Clear communication between a doctor and patient is essential, especially when patients with advanced cancer wish to participate in decision-making about their medical treatment options, and trade-offs between quality and quantity of life emerge.
Robert Gramling, M.D., D.Sc., Holly and Bob Miller Chair in Palliative Medicine. (Photo: COM Design & Photography)
Communication Breakdown? Mismatch in Expectations about Prognosis in Advanced Cancer
Clear communication between a doctor and patient is essential, especially when patients with advanced cancer wish to participate in decision-making about their medical treatment options, and trade-offs between quality and quantity of life emerge. A new study in JAMA Oncology finds that most of these patients report far more optimistic expectations for survival prognosis than their oncologists, due to patients’ misunderstanding of their oncologists’ clinical judgment.
“Previous research shows that patients, families and clinicians tend to either avoid prognosis-related conversations altogether or discuss prognosis in unbalanced ways,” says first author Robert Gramling, M.D., M.Sc., Holly and Bob Miller Chair in Palliative Medicine at the University of Vermont.
He and colleagues at the University of Rochester and the University of California Davis School of Medicine conducted a large clinical trial to test a multi-modal intervention to support communication in advanced cancer. At entry into the study, they asked patients and their oncologists to rate their expectations for the patient’s two-year survival probability.

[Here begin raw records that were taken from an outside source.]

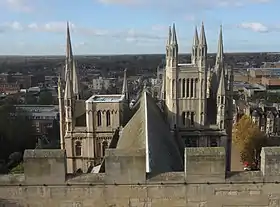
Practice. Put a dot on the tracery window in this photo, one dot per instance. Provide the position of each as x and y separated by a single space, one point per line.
78 148
108 118
99 118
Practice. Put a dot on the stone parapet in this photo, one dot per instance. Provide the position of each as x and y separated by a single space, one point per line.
44 166
205 164
127 167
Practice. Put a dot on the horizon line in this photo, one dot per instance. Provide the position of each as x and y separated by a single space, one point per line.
127 54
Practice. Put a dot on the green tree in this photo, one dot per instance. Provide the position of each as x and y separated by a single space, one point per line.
248 139
45 98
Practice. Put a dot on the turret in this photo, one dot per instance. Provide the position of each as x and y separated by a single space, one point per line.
221 101
194 56
71 64
220 54
125 86
61 113
168 48
202 48
69 103
174 49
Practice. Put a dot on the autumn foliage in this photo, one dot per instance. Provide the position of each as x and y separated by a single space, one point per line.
248 139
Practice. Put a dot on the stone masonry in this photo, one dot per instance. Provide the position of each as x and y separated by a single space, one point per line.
125 183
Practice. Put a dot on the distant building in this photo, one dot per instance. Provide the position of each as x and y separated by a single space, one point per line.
42 116
9 88
101 83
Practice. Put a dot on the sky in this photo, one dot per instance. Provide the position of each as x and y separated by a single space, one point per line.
100 27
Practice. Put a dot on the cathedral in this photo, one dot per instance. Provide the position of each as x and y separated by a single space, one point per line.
196 106
87 126
197 97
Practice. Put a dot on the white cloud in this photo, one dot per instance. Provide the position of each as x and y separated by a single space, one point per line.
130 35
18 5
124 2
254 26
192 4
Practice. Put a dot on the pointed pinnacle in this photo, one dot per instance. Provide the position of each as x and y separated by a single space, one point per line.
174 36
169 36
195 38
202 40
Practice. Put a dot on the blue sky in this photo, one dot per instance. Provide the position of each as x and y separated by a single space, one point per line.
37 27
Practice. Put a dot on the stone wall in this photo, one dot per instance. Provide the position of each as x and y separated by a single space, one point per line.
211 186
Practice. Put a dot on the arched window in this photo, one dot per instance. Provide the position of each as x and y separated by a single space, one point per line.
192 118
99 118
179 88
184 118
192 87
222 100
188 88
104 146
78 149
221 124
108 118
184 88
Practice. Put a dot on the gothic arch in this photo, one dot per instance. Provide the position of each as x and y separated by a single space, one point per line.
78 148
99 118
104 147
108 118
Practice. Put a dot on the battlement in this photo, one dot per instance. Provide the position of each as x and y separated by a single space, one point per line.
203 182
202 165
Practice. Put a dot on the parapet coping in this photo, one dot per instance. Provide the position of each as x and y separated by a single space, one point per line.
43 153
125 152
205 151
271 150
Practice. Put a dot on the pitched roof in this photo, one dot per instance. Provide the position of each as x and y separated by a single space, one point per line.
148 130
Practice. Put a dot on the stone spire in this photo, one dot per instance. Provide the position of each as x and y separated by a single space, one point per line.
195 38
194 55
222 84
125 86
169 36
61 113
162 90
71 65
220 51
174 36
68 92
75 81
202 56
202 39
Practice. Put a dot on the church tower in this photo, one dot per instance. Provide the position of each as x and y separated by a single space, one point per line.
195 51
61 112
202 79
221 101
171 77
125 86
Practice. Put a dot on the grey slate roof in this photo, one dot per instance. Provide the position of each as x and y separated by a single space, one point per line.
148 128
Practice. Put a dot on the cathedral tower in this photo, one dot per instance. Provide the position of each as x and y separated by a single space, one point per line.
171 77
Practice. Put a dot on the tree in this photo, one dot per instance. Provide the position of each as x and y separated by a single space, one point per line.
248 139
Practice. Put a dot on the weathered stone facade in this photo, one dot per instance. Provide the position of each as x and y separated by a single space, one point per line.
124 183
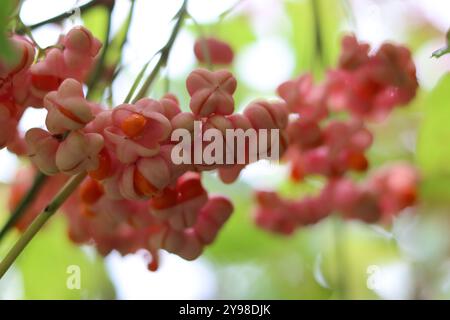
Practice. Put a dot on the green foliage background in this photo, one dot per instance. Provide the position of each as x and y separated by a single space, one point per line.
253 264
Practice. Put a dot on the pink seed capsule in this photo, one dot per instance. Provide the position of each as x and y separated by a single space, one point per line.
217 51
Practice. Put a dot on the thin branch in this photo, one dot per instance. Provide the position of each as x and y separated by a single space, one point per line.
26 201
40 220
164 52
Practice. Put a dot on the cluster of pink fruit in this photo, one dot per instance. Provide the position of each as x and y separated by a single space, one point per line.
364 87
135 197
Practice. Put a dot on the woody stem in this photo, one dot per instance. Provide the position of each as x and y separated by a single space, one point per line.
39 222
25 202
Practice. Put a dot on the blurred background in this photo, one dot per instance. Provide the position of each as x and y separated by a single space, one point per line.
273 40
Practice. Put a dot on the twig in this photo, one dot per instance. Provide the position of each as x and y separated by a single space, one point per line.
23 205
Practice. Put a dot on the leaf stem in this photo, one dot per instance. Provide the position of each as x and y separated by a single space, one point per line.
40 220
66 15
23 205
164 52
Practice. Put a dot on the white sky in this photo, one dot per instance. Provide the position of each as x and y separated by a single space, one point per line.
150 29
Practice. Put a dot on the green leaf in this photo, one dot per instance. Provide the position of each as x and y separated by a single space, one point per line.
45 266
432 154
445 50
96 20
116 44
6 8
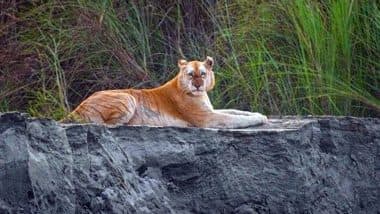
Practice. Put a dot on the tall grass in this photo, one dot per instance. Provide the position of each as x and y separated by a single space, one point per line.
277 57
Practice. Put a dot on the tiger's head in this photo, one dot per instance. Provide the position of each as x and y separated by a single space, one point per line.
196 77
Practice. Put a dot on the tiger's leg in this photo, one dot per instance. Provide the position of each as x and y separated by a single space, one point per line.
219 119
105 107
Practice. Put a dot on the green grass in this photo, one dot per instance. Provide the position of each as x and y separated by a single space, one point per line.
277 57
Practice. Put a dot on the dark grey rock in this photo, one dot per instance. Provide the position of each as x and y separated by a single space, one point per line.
291 165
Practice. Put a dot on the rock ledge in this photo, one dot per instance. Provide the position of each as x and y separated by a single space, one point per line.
292 165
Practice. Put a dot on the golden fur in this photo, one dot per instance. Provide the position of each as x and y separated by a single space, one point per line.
182 101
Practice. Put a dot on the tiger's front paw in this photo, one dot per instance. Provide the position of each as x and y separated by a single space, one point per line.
261 118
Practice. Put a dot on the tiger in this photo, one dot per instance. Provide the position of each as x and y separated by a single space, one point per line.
182 101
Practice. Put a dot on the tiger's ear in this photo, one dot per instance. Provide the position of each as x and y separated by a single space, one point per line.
209 62
182 62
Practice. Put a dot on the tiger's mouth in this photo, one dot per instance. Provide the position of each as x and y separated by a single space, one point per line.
197 92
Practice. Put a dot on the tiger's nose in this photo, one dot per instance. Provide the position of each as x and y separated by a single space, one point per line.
197 84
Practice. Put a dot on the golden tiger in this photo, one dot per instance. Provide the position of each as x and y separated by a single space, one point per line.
182 101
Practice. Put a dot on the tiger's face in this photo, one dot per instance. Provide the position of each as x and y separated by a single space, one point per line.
196 77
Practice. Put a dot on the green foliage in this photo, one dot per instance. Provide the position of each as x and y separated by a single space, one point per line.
277 57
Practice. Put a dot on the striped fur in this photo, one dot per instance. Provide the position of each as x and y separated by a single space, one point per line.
182 101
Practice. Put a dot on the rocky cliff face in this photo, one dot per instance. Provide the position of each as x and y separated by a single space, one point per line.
309 165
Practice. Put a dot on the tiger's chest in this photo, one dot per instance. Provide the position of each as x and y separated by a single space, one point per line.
156 117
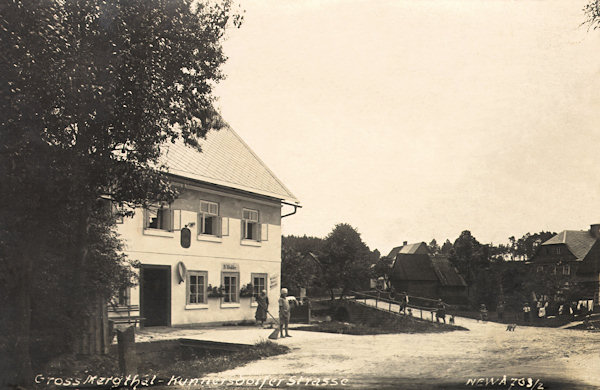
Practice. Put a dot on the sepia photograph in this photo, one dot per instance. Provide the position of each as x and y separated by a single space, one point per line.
300 194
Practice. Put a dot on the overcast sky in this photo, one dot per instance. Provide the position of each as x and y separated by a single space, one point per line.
418 120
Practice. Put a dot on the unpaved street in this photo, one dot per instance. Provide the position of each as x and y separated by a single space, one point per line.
556 357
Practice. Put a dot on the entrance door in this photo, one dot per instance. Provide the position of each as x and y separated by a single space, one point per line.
155 295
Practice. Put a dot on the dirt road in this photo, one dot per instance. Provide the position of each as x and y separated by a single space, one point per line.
558 358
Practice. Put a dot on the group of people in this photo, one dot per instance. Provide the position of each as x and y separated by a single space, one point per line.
262 310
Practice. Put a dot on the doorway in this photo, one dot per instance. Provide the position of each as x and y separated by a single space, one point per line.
155 295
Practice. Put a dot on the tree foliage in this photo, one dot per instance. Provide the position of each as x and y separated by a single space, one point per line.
345 260
92 93
299 269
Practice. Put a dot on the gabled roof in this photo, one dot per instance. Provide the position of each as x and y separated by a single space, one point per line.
227 161
416 248
413 267
579 242
446 272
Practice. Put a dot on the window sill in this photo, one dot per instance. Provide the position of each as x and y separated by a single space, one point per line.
196 306
209 237
250 243
158 233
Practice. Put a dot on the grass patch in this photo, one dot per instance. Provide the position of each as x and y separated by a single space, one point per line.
184 362
517 318
386 327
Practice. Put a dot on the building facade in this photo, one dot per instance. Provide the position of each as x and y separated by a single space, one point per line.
206 256
417 273
572 259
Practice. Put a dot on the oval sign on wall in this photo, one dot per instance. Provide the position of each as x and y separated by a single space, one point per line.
186 237
181 270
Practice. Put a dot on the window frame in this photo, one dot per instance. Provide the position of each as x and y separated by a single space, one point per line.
203 215
229 274
124 296
188 289
159 210
249 221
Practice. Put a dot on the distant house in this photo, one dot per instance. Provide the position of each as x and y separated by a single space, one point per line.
574 254
417 273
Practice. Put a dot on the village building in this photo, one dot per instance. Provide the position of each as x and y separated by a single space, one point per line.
573 255
418 273
205 257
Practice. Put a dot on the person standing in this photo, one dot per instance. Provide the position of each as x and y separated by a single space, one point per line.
440 313
263 307
526 312
284 313
483 312
500 310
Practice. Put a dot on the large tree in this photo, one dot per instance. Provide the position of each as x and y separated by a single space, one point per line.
345 260
90 93
299 266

They also asked patients to rate what they believed their oncologists thought about their prognosis.
Gramling and the research team found that more than two out of three patients held substantially more optimistic ratings than their oncologist and that the vast majority of them did not know that their rating differed at all from their oncologist’s.
In many fields of medicine, he explains, patients, families and their doctors often craft an unwritten social contract to maintain unbalanced positivism, sometimes making it tough to find space for meaningful prognosis discussions as the illness progresses.
“Our study reinforces the importance of clear and compassionate prognosis communication in advanced illness, but we must be aware that our data do not speak to what actually happens in clinical encounters between patients and their oncologists that leads to our observed differences in perceptions of prognosis,” Gramling cautions.
“We need to better understand where, when and how to support high quality prognosis communication,” says Gramling.
The researchers also found that patients who self-identified as Black or African American were at substantially higher risk of unknowingly holding optimistically discordant opinions about their prognosis.
“Evidence is mounting about racial disparities in end-of-life care; our findings might point to an important piece of that puzzle and a promising area of work to improve healthcare for everyone,” Gramling adds.
The study’s authors conclude that their report “supports the urgent clinical and societal need to better understand what it means to communicate well about prognosis to achieve treatment that honors patients’ values, preferences and wishes.”